As new iPad debuts, reports shed light on surging mobile market
As Apple unveiled its new iPad to much fanfare last week, recent reports quietly illustrated how quickly the tablet market has grown, how fast mobile data traffic is expected to climb over the next few years – and how many companies consider mobile technologies for employees to be their most important IT investment.
A comScore report found that, while smartphones continue to represent the leading edge of the mobile revolution, tablets such as the iPad are quickly gaining ground. Tablet use in the United States soared to more than 40 million devices from the introduction of the original iPad in March 2010 to the end of 2011. It took smartphones seven years to reach the 40 million mark.
Tablets are not taking the place of laptops or smartphones. But they are being added to a multi-device approach to accessing internet content, according to comScore. At the end of 2011, nearly 15% of US mobile phone users also had tablets.
Look for that percentage to increase.
Cisco predicts 18-fold jump in mobile traffic
Cisco Systems, the world’s largest supplier of networking equipment essential for internet and wireless traffic, found that global mobile data traffic experienced 2.3-fold growth in 2011 – the fourth straight year that mobile data traffic more than doubled, according to Cisco’s “Global Mobile Data Traffic Forecast Update, 2011–2016”.
Cisco expects that pace to increase over the next few years. The company foresees an 18-fold increase in mobile traffic between 2011 and 2016. Fuelling that growth will be the remarkably rapid proliferation of smartphones and tablets. Cisco projects that by the end of 2012 the number of mobile-connected devices will surpass the number of people on earth. By 2016, Cisco predicts, there will be 10 billion mobile devices compared to a world population of 7.3 billion.

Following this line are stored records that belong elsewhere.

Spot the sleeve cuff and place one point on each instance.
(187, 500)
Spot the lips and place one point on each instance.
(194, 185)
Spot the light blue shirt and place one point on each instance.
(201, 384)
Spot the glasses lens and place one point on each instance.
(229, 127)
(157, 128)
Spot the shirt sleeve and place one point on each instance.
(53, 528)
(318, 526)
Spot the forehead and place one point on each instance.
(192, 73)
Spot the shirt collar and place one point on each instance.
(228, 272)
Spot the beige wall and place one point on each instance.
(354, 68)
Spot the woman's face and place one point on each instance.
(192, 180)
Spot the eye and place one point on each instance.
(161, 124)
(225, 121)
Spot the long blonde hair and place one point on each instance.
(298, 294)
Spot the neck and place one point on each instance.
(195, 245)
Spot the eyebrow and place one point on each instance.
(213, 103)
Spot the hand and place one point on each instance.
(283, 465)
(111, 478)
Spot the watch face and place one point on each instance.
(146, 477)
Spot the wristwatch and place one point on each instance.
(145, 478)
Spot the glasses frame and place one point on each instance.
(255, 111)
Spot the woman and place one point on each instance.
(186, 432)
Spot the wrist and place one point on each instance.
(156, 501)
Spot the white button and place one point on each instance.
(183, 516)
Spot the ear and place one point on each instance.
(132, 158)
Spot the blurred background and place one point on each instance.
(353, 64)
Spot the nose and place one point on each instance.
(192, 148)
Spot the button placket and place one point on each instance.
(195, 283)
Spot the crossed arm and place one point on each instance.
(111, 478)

Those devices will be connecting to the internet at increasingly faster speeds, Cisco says. The company forecasts that mobile connection speeds will increase nine-fold over the next few years, jumping from 189 kilobytes per second in 2011 to 2.9 megabits per second in 2016.

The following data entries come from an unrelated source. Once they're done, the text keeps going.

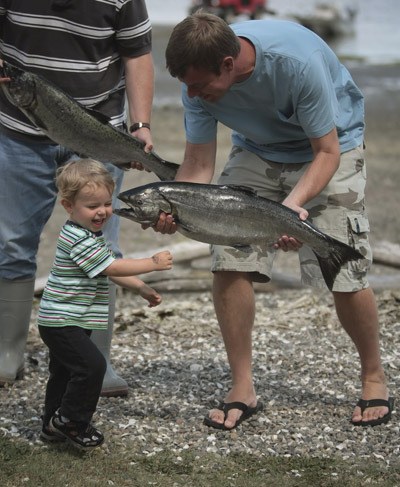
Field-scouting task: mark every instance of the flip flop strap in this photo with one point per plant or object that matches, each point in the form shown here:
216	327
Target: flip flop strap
234	405
372	403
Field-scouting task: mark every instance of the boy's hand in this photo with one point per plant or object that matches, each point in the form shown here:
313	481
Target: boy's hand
162	260
150	294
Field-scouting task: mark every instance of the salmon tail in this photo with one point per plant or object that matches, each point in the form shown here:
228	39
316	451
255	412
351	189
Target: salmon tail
339	255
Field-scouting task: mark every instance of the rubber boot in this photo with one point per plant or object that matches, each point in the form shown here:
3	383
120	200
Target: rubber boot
113	385
16	298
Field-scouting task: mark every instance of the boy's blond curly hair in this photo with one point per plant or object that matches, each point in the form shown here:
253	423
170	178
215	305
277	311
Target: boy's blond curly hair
72	177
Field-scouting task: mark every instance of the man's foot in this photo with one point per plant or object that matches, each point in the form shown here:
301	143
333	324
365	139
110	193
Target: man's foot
50	436
246	413
229	416
376	411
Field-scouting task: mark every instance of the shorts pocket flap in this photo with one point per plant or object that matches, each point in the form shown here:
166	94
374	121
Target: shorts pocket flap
358	223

Apple’s addition of 4G capabilities to the new iPad will help to drive that traffic increase. While only 6% of mobile devices will connect via 4G in 2016, 36% of mobile traffic will come over the faster 4G networks, Cisco reports. Cisco also predicts that two-thirds of the world’s mobile data traffic in 2016 will be video and that smartphone traffic will be 50 times higher in 2016 than it is today.
PwC: Companies place top IT priority on mobile tech for employees
With those types of predictions in the marketplace, it should be no surprise that “mobile technologies for employees” ranks as the top corporate IT investment priority in PwC’s fourth annual digital IQ survey, “Raising Your Digital IQ”. Of the nearly 500 US business and technology executives who participated in the poll, 59% said that their companies are currently investing in mobile technologies for employees. Of the top-performing companies in the survey, 66% were investing in mobile technologies for employees.
Whereas corporations once had a technology advantage with higher levels of IT infrastructure and staff, not to mention company-issued BlackBerrys, the proliferation of mobile devices at the consumer level and the access to technology provided by cloud computing have pushed the edge of a company’s technology footprint beyond the reach of an internally focused IT team, PwC reported. With that in mind, data security ranked as the second-highest IT spending priority, with 57% of “top performers” and 51% of all other executives surveyed saying their companies are investing in that area.
PwC, formerly PricewaterhouseCoopers, identified top performers as those that reported at least 5% revenue growth over the preceding 12 months and that also reported annual revenue, growth, profitability and innovation among the top quartile of the companies surveyed.
The report also found that top performers were more likely to have a mobile strategy that engages customers and employees, as evidenced by two-thirds of top performers interacting with customers frequently over mobile devices, compared with 45% of the other companies surveyed.
Also, while half of top performers plan to invest more than $1 million in mobile technology in 2012, only 29% of the rest plan to do so. Top performers also were 17 percentage points (41% to 24%) more likely to see a significant benefit from social media efforts and 14 percentage points (40% to 26%) more likely to expect their use of social media to increase.
In addition, top performers were more likely to spend more than $1 million on each of the following in 2012: private cloud applications (58% to 39%), public cloud applications (52% to 34%) and public cloud infrastructure (44% to 35%).